画像医療態勢の充実が求められる富山刑務所=富山市西荒屋で

 富山刑務所で2月、容体が急変した70代の男性受刑者が、十分な応急治療を受けられずに死亡した。外部識者による同刑務所の視察委員会(委員長・福島武司弁護士)は救急時の医療態勢で「不適切な点がある」と指摘したが、常勤医師の不在と受刑者の高齢化で対応に苦慮する刑務所の実態も浮かび上がった。(川田篤志)

 ■当直者独断

 富山刑務所などによると、男性は2月5日午後8時35分ごろ、職員が湯たんぽを交換するため呼び掛けた際、意識がもうろうとしていた。

 当直責任者は「緊急性がない」と判断したが、容体が悪化したため1時間後に常勤の看護師に連絡。さらに1時間後に救急車を呼んだ。男性は病院に運ばれたが、同11時52分に死亡が確認された。死因は不明。

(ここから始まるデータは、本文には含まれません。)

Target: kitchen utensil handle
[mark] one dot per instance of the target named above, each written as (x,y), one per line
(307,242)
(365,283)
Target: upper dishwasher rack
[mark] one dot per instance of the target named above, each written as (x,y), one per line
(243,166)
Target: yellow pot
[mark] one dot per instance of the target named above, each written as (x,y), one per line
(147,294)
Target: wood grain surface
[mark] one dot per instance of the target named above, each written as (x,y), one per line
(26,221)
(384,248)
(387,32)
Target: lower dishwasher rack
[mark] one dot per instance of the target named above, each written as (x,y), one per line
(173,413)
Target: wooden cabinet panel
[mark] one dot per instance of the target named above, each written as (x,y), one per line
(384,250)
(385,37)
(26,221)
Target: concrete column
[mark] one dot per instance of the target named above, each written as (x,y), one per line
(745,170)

 刑務所の運営をチェックしている視察委員会は事態を問題視。刑務所に4月16日提出した意見書で、医学知識のない当直責任者が外部の医師に相談せず、独断で救急搬送を見送った点など、男性死亡の経緯で刑務所側の対応に不備があったと指摘した。

 ■応募者ゼロ

 背景には昨年11月からの常勤医不在がある。ここ5年は常勤医が「一身上の都合」で相次いで1年足らずで退職。非常勤医師4人が当番制で週3回診察する日々が続いている。

 富山刑務所の石榑(いしぐれ)宏成総務部長は常勤医不在が長引く現状に「医療態勢は万全ではない」と認める。地元の医師会や大手病院に加え、インターネットで医師を募っているが、応募はない。

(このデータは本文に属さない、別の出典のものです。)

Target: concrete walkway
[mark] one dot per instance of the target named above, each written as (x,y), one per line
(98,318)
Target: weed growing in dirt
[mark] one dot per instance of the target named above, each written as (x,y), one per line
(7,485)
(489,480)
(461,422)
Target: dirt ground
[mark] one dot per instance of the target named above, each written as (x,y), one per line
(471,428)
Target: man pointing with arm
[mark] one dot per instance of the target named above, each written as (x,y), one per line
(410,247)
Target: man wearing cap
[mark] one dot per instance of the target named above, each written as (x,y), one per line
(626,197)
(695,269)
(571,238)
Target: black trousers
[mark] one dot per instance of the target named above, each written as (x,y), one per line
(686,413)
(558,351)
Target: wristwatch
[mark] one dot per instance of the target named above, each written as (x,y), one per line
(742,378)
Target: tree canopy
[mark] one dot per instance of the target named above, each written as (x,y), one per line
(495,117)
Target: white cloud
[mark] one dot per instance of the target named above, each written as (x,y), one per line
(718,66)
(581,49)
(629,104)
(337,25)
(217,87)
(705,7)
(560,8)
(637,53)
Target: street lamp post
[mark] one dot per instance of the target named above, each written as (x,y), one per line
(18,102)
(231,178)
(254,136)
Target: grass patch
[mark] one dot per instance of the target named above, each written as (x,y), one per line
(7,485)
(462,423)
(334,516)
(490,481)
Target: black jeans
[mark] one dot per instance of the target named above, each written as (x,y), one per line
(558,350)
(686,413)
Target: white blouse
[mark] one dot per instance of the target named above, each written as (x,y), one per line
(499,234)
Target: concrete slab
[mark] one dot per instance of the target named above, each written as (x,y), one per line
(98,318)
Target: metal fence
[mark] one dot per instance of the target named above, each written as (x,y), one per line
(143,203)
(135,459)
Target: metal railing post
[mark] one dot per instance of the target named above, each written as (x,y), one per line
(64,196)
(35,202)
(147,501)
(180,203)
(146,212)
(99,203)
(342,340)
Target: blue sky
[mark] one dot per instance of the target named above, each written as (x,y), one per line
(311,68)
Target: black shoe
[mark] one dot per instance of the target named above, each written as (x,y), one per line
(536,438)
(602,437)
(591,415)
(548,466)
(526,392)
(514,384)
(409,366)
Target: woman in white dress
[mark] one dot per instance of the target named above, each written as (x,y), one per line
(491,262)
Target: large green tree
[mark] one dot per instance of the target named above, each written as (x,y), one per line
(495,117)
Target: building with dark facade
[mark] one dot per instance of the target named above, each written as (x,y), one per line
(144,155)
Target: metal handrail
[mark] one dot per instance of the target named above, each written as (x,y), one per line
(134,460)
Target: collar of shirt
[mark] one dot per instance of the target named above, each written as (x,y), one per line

 法務省によると、刑務所や拘置所など全国188の刑事施設で、常勤医の定員は計332人だが、欠員は約1割の32人(2月1日現在)に及ぶ。各施設に医師に当たる医務課長を置くことが規則で定められているが、常勤医がいない施設は北海道の釧路刑務所や富山刑務所など8施設ある。

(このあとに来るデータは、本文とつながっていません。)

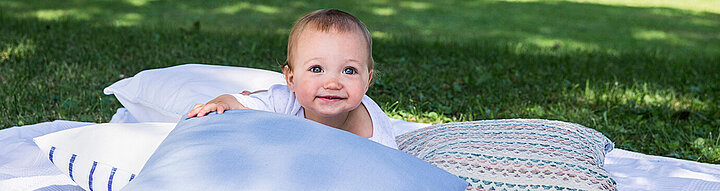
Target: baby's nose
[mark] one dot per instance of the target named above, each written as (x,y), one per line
(332,83)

 医師不足の原因について、法務省矯正局の担当者は「2004年の臨床研修制度の見直しで、医局勤務医が少なくなった大学が地方へ医師派遣できなくなった」とみている。

 国家公務員となる刑事施設の常勤医は、民間との給与格差や専門分野を極める機会につながらないなど、医師側のデメリットもあり「医療態勢の充実のため各施設に常勤医を配置したいが、医師の倫理観に訴えるしかないのが現状」と嘆く。

 ■進む高齢化

 受刑者の高齢化も深刻だ。富山刑務所では26歳以上で再犯した男性受刑者を収容している。2011年末で受刑者480人のうち、60歳以上は84人。全体の17.8%を占め、07年より4ポイント増えた。

 生活習慣病など持病を持つ受刑者もおり、石榑総務部長は「刑務所は時代背景を反映する『社会の縮図』といわれるが、医師不足と高齢化も当てはまる」と話す。

 刑務所は、視察委員会の意見書に対し、法務省などと相談し対応策を検討している。石榑総務部長は「理想論を並べて絵に描いた餅として終わらせるのではなく、現状で何ができるかをしっかり考えたい」と話している。

 男性受刑者死亡の経緯 意見書によると、昨年6月に収容された受刑者は高血圧などの生活習慣病を抱え、食事制限や投薬治療をしていた。死亡した2月5日は朝から食事を取れない状態で、午後5時半ごろに血圧と脈拍が低下。8時半ごろは意識がもうろうとしていたが、監督当直者が「生命に別条はない」と判断。救急車を呼んだのは2時間後で、受刑者は病院で死亡が確認された。

 後記

 刑務所の医療態勢の改善は、2001、02年に名古屋刑務所で起きた受刑者死傷事件を機に、日弁連が強く求めてきた。高い塀に囲まれた刑務所内の出来事は外部から見えづらく、今回も視察委員会の意見書で明るみになった。刑務所は、問題の真相解明と再発防止で説明責任を果たすべきだ。

 一方、医師不足は刑務所で解決できる問題でなく、医療態勢の充実に近道はなさそう。どう対策を取るのか、まずは刑務所側の回答を待ちたい。